State urges drug users’ loved ones to get overdose antidote


COLUMBUS, Ohio — Ohio is urging drug users’ relatives and friends and other members of the public to know the signs of an overdose and obtain an antidote as part of a six-month awareness campaign launching Monday.

The effort targets 15 counties hit hard by overdose deaths related to fentanyl. The synthetic painkiller can be laced with heroin or disguised to look like less powerful painkillers, and its prescription form used to treat chronic pain is far more potent than heroin.

The Ohio Department of Health is encouraging drug users’ loved ones to get the overdose antidote naloxone, which can be administered before emergency responders arrive. The state has taken other steps to expand naloxone availability, but this effort is aimed at people who might be shoulder to shoulder with those at risk of overdosing.

“I think we’ve got to get all hands on deck. We’ve got to do everything we can to help curb this epidemic,” said Travis Bornstein, whose 23-year-old son died of a fentanyl overdose in 2014.

The resident of Uniontown in northeastern Ohio said naloxone isn’t a fix-all but is a step in tackling a much larger problem. His family is trying to help others struggling with addiction through a new nonprofit organization, Breaking Barriers-Hope is Alive.

Even if naloxone is on hand, it’s important that someone call 911 immediately if they see signs of an opioid overdose — paleness, bluish lips or nails, vomiting, or slow breathing, for example — because fentanyl is so toxic that multiple doses of the antidote might be required, Dr. Mary DiOrio, the health department’s medical director.

Naloxone — often known by the brand name Narcan — isn’t harmful if administered to someone who didn’t actually overdose.

“We want to make sure that people are aware of this medication so that if they do have a family member or close friend that has an addiction, that they can seek out getting naloxone to have on hand should they need to use it,” DiOrio said.

The new awareness campaign builds on intervention guidance in a March report from the Centers for Disease Control and Prevention, whose scientists visited Ohio last year after the state requested help to understand the growing overdose problem.
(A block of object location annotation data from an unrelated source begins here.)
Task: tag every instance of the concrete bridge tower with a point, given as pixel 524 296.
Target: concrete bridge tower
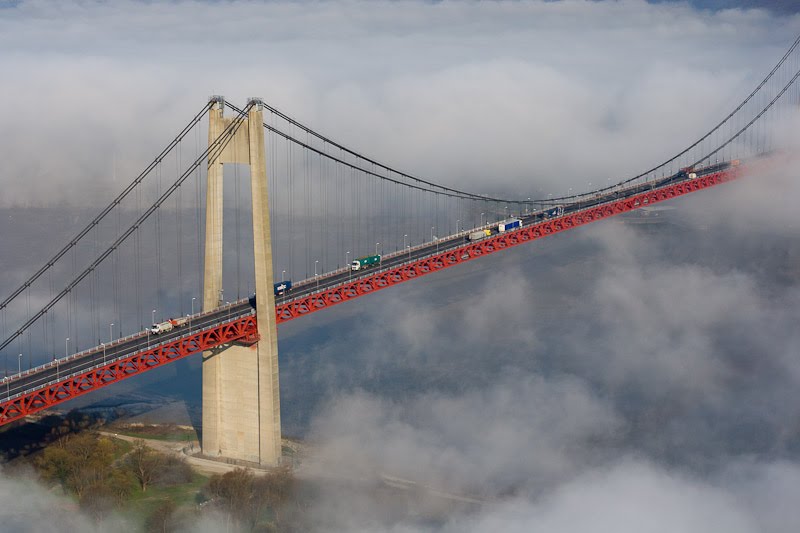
pixel 241 401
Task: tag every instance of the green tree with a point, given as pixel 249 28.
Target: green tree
pixel 145 463
pixel 162 519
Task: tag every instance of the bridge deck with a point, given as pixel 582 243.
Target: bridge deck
pixel 68 378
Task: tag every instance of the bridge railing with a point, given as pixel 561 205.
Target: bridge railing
pixel 8 381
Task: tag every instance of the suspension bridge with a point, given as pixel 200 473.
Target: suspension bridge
pixel 329 225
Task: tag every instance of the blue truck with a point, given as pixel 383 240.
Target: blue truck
pixel 556 211
pixel 509 225
pixel 282 287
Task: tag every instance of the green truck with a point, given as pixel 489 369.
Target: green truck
pixel 364 262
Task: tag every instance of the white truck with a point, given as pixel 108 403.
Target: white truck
pixel 169 325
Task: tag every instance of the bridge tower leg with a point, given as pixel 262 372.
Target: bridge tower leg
pixel 241 401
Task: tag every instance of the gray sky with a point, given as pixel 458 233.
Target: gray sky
pixel 519 95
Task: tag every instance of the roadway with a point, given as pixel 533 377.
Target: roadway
pixel 100 356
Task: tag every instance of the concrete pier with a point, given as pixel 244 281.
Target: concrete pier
pixel 241 400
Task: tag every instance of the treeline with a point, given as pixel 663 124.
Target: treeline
pixel 105 475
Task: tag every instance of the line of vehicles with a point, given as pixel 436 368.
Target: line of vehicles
pixel 283 287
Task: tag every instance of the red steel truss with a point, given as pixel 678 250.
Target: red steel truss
pixel 242 329
pixel 381 280
pixel 246 330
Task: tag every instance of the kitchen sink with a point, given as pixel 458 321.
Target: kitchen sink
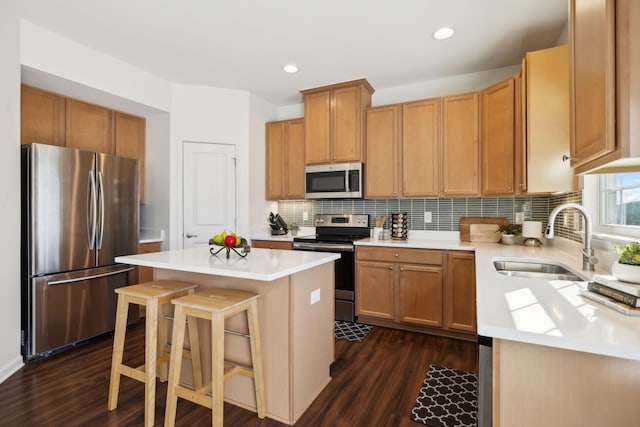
pixel 535 270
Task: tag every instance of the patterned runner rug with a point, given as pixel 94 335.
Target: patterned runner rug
pixel 448 398
pixel 352 332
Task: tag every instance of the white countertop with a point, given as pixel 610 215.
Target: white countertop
pixel 260 264
pixel 539 311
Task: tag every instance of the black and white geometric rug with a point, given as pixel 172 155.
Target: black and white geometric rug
pixel 448 398
pixel 352 332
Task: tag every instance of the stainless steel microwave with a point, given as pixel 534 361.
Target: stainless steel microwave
pixel 334 181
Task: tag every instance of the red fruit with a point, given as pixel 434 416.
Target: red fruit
pixel 230 241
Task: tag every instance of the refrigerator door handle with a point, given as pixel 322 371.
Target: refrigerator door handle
pixel 91 211
pixel 95 276
pixel 101 210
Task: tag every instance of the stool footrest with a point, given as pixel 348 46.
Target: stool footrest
pixel 135 373
pixel 194 396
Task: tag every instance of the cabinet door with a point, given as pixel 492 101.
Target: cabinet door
pixel 41 117
pixel 460 150
pixel 382 158
pixel 275 167
pixel 460 291
pixel 498 139
pixel 421 148
pixel 347 125
pixel 592 56
pixel 375 289
pixel 420 294
pixel 317 130
pixel 294 154
pixel 130 142
pixel 89 127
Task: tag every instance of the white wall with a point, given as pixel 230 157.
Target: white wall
pixel 260 113
pixel 206 114
pixel 10 359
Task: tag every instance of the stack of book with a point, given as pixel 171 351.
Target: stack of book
pixel 621 296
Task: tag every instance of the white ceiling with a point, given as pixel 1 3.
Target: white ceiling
pixel 242 44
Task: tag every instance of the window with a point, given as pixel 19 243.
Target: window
pixel 614 201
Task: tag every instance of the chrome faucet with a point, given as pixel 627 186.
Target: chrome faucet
pixel 588 258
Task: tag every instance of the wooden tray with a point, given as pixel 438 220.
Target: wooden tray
pixel 465 227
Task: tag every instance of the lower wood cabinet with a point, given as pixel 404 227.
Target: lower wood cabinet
pixel 421 290
pixel 271 244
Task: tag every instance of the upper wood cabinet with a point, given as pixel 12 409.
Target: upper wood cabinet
pixel 544 95
pixel 593 45
pixel 421 148
pixel 89 127
pixel 130 140
pixel 41 117
pixel 334 122
pixel 460 145
pixel 605 90
pixel 498 139
pixel 383 152
pixel 285 159
pixel 403 146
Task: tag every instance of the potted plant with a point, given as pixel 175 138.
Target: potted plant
pixel 509 233
pixel 627 268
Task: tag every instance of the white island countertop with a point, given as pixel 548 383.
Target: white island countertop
pixel 260 264
pixel 539 311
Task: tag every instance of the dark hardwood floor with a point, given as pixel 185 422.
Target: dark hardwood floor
pixel 375 383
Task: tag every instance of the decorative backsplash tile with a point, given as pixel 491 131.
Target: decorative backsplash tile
pixel 445 212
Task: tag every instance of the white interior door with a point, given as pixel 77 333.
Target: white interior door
pixel 209 180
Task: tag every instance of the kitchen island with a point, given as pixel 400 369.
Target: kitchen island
pixel 296 314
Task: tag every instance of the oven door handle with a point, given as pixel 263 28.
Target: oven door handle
pixel 321 247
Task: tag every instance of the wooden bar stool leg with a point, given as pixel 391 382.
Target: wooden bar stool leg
pixel 150 356
pixel 118 350
pixel 217 369
pixel 194 342
pixel 177 343
pixel 256 357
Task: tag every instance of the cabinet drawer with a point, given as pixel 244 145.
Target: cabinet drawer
pixel 415 256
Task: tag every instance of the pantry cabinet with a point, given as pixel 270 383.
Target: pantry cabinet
pixel 285 159
pixel 41 117
pixel 420 290
pixel 605 91
pixel 498 139
pixel 334 122
pixel 460 145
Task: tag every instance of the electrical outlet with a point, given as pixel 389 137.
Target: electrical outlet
pixel 315 296
pixel 576 221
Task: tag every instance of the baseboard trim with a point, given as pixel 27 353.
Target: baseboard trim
pixel 10 368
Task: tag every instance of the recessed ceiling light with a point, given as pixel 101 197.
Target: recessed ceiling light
pixel 443 33
pixel 290 68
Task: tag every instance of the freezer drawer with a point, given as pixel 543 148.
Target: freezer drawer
pixel 71 307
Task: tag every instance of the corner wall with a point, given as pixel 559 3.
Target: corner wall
pixel 10 359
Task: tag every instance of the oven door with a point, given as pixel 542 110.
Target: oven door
pixel 344 276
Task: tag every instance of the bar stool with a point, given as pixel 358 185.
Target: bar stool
pixel 215 305
pixel 152 295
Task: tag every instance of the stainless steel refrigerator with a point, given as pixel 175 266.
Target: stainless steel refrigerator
pixel 79 211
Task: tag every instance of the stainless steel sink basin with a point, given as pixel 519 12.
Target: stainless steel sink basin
pixel 537 270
The campaign, done in collaboration with the Department of Mental Health and Addiction Services, includes 36 billboards, a radio message and mobile and digital advertising for smartphone and website users. The ads direct viewers to a state website providing information about community programs and pharmacies that offer naloxone kits without a prescription.

The state is spending $200,000 on the campaign, plus another $90,000 to increase the amount of naloxone that counties can purchase, Health Department spokeswoman Melanie Amato said. The targeted areas, which include most of Ohio’s largest cities, are Butler, Clark, Clermont, Cuyahoga, Franklin, Hamilton, Lorain, Lucas, Marion, Montgomery, Ross, Scioto, Stark, Summit and Warren counties.

They accounted for 80 percent of Ohio’s roughly 500 fentanyl-related overdose deaths in 2014, the most recent full year for which the department has data. That year marked a sharp increase in fentanyl-related deaths, up from 84 in 2013, according to ODH.

Bornstein, whose son became addicted to painkillers after two surgeries, said he considers overprescribing of opiates as the driving factor in that increase.

The state has tried to tackle the problem from that side, too, with several rounds of guidance on prescribing, DiOrio said. The most recent guidelines, announced in January, said people with short-term pain from injuries or surgery should get alternatives to prescription painkillers whenever possible and get only the minimum amounts if absolutely needed.

The state is seeing signs that the guidance is making a difference, with fewer opiod doses and fewer high-dosage amounts prescribed, DiOrio said.